Jane Eyre

Jane Eyre

Summary

With an essay by Elaine Showalter.

'The more solitary, the more friendless, the more unsustained I am, the more I will respect myself'

Passionate, poetic and revolutionary, Jane Eyre is a novel of naked emotional power. Its story of a defiant, fiercely intelligent woman who refuses to accept her appointed place in society - and instead finds love on her own terms - has become famous as one of the greatest romances ever written, but it is also a brooding Gothic mystery, a profound depiction of character and a transformative work of the imagination.

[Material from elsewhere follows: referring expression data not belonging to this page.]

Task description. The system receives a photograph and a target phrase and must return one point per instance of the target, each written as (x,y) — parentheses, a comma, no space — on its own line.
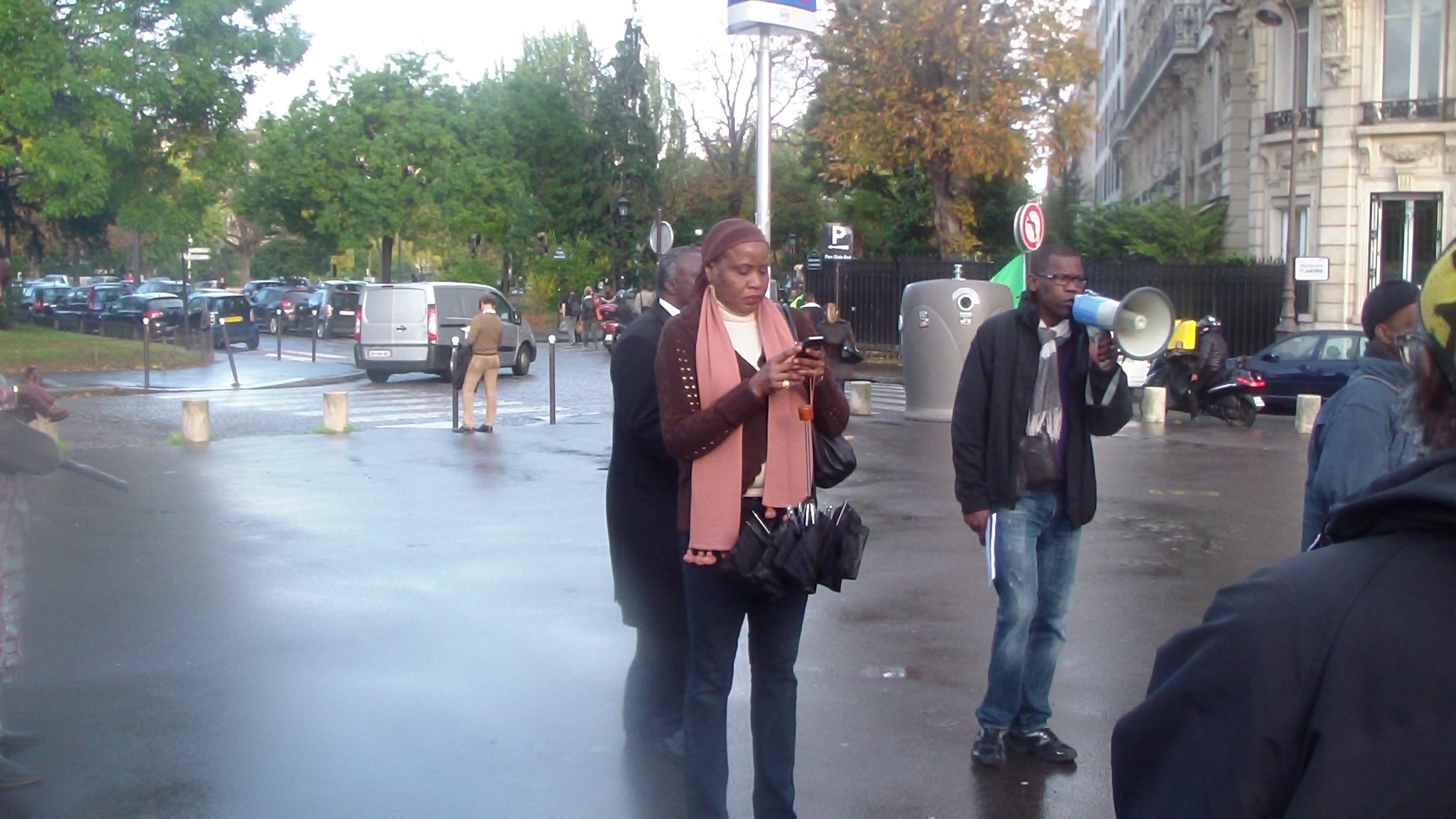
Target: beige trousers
(482,368)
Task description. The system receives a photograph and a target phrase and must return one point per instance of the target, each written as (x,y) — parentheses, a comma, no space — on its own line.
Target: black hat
(1385,301)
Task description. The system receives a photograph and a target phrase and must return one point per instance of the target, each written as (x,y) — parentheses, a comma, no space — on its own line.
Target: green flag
(1014,276)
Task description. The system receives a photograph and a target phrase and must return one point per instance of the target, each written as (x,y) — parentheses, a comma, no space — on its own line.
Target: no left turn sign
(1031,228)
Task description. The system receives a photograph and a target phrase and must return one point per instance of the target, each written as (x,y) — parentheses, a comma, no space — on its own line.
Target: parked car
(1317,362)
(41,296)
(272,301)
(408,328)
(165,286)
(258,285)
(228,317)
(164,311)
(88,304)
(332,311)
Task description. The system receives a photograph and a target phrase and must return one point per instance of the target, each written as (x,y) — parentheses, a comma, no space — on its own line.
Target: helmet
(1439,311)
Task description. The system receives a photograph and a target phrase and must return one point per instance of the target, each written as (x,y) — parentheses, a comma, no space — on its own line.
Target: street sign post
(1313,269)
(1031,228)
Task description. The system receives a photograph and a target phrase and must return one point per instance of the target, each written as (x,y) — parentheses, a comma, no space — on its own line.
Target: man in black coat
(642,518)
(1324,685)
(1033,391)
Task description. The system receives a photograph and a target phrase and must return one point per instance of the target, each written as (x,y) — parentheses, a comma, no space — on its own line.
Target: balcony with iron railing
(1279,122)
(1409,111)
(1177,36)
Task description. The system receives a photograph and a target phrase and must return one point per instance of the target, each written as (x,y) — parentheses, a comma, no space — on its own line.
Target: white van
(408,328)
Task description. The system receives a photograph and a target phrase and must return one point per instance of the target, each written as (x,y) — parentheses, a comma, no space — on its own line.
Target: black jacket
(1324,685)
(994,403)
(642,487)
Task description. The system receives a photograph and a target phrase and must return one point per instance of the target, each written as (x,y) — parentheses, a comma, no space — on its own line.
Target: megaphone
(1142,322)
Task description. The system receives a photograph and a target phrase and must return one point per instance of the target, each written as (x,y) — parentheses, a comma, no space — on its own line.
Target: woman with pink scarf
(731,381)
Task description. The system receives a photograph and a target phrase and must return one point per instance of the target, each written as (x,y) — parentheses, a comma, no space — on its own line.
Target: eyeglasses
(1410,346)
(1065,280)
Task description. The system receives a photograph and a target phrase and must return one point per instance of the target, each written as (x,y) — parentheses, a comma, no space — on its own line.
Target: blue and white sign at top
(782,16)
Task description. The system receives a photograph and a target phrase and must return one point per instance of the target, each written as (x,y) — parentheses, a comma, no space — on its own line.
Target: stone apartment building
(1196,102)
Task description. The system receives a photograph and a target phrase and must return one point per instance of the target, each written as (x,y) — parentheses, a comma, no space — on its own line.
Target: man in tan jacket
(485,364)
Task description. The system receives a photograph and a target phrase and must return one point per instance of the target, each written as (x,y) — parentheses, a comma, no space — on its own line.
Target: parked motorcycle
(1232,396)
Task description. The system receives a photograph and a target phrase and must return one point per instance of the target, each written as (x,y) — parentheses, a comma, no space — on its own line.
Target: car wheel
(523,361)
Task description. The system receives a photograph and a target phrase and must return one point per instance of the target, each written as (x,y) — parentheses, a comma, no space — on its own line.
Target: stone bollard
(335,411)
(1155,406)
(860,398)
(1307,407)
(197,427)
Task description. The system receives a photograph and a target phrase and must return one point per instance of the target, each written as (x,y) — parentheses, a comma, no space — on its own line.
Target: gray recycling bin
(938,319)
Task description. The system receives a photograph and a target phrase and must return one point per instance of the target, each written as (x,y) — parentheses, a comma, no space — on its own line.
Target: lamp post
(622,218)
(1274,13)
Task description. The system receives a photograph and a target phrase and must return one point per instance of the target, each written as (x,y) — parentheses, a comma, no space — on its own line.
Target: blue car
(228,317)
(1317,362)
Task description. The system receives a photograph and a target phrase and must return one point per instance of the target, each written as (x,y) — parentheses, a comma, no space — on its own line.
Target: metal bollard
(1307,409)
(335,411)
(1155,406)
(146,355)
(197,426)
(552,370)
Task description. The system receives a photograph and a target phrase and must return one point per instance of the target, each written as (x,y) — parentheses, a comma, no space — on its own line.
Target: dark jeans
(717,608)
(653,706)
(1036,566)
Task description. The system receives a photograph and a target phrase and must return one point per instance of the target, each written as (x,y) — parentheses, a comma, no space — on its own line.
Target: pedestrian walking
(590,321)
(484,339)
(647,569)
(836,333)
(570,315)
(731,381)
(1322,685)
(1361,432)
(1033,391)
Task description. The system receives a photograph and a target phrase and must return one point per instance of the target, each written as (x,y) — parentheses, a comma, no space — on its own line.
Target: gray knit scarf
(1046,398)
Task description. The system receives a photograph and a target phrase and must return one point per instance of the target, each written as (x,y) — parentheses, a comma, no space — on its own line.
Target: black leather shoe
(1043,745)
(991,748)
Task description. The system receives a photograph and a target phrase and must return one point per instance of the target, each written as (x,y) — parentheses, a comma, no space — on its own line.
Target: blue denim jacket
(1358,438)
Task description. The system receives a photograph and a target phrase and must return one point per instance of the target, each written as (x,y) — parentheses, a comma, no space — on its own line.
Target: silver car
(408,328)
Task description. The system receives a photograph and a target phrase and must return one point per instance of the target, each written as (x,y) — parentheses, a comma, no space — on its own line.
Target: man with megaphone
(1034,388)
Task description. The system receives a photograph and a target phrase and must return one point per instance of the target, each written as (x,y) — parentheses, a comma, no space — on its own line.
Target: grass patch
(56,352)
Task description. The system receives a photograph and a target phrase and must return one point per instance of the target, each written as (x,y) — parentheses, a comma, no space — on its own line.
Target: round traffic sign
(1031,228)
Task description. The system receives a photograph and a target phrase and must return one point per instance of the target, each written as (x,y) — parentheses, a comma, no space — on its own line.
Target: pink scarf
(718,476)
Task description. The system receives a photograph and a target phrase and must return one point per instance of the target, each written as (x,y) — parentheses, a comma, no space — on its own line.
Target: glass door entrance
(1406,235)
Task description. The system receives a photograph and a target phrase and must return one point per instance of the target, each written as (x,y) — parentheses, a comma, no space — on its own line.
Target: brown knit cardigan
(692,432)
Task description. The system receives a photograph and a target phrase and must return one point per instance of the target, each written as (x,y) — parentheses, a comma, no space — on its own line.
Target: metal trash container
(938,319)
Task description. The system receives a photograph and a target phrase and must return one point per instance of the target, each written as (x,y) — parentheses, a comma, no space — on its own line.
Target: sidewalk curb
(117,390)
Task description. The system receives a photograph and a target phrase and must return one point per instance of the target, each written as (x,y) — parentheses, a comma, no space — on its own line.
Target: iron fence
(1245,298)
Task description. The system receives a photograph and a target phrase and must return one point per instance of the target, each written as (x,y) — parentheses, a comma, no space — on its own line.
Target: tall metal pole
(1287,319)
(765,199)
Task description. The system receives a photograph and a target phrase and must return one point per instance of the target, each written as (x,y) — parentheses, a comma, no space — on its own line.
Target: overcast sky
(478,36)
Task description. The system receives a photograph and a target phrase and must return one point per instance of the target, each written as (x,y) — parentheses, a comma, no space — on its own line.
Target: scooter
(1232,396)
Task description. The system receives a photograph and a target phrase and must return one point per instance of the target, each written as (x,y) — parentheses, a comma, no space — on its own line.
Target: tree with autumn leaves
(963,91)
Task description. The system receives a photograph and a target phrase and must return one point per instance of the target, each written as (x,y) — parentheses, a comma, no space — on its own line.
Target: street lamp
(1273,13)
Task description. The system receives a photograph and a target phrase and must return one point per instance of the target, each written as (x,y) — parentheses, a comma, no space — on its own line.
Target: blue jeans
(715,613)
(1036,566)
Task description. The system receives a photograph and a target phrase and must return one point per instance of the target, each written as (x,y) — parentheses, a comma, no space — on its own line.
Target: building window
(1414,31)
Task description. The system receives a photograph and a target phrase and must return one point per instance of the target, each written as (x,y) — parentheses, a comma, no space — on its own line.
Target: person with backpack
(1359,435)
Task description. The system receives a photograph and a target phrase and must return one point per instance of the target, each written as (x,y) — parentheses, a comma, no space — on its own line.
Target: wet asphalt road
(408,623)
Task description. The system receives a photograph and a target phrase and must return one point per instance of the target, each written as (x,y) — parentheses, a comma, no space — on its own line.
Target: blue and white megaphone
(1142,322)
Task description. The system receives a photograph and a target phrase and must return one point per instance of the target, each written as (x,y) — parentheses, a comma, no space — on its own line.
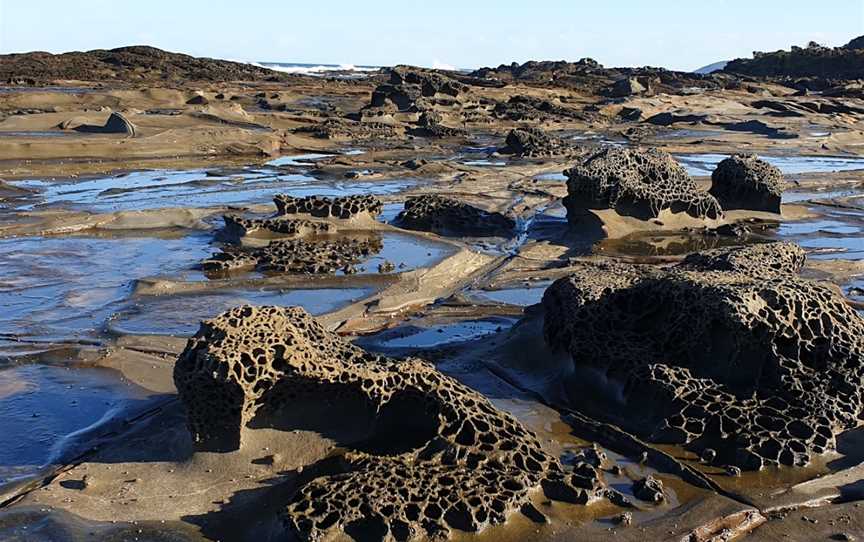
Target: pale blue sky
(679,34)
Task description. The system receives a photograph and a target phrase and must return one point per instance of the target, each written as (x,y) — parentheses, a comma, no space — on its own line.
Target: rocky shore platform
(546,301)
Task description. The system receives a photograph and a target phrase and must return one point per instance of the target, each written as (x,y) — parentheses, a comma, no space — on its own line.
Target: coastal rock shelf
(438,456)
(295,256)
(731,352)
(745,182)
(636,182)
(322,207)
(448,216)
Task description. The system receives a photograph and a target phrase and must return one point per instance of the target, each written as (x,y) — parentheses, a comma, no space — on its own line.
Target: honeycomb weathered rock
(743,181)
(447,216)
(745,358)
(295,256)
(636,182)
(470,466)
(534,142)
(237,226)
(323,207)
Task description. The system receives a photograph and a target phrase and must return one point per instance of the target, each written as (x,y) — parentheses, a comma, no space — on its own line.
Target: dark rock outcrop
(635,182)
(533,142)
(301,256)
(322,207)
(733,353)
(447,216)
(346,129)
(813,60)
(629,86)
(116,124)
(414,90)
(530,108)
(134,64)
(439,455)
(743,181)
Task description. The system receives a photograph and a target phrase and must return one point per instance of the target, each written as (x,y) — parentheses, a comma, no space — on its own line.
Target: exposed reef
(845,62)
(534,142)
(729,352)
(317,256)
(238,226)
(638,183)
(743,181)
(135,63)
(448,216)
(439,456)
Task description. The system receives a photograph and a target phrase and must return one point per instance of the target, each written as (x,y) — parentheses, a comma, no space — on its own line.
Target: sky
(676,34)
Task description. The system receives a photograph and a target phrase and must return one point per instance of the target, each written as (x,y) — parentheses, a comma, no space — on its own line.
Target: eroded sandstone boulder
(440,456)
(117,123)
(628,86)
(238,226)
(635,182)
(303,256)
(743,181)
(448,216)
(761,367)
(322,207)
(533,142)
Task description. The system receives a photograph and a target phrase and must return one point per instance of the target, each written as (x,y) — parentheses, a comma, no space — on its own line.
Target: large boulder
(344,207)
(629,86)
(299,256)
(635,182)
(447,216)
(735,354)
(436,454)
(743,181)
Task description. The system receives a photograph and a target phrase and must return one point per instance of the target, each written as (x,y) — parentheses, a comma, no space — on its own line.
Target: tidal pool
(704,164)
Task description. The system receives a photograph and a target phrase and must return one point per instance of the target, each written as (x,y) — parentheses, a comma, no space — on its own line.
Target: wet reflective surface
(42,408)
(196,188)
(704,164)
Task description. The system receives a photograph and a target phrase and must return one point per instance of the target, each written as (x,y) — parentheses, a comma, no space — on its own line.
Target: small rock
(624,519)
(649,489)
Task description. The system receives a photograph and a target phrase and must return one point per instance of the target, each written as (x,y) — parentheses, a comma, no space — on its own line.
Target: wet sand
(102,236)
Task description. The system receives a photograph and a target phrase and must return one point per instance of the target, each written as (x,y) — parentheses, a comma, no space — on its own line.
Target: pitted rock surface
(413,90)
(473,466)
(636,182)
(322,207)
(743,181)
(447,216)
(431,124)
(763,260)
(349,129)
(303,256)
(534,142)
(762,368)
(531,108)
(237,226)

The Penguin English Library - 100 editions of the best fiction in English, from the eighteenth century and the very first novels to the beginning of the First World War.

About the author

Charlotte Bronte

Charlotte Brontë was born in Yorkshire in 1816. As a child, she was sent to boarding school, where two of her sisters died; she was subsequently educated at home with her younger siblings, Emily, Branwell and Anne. As an adult, Charlotte worked as a governess and taught in a school in Brussels. Jane Eyre was first published in 1847 under the pen-name Currer Bell, and was followed by Shirley (1848), Villette (1853) and The Professor (posthumously published in 1857). In 1854 Charlotte married her father's curate, Arthur Bell Nicholls. She died in March of the following year.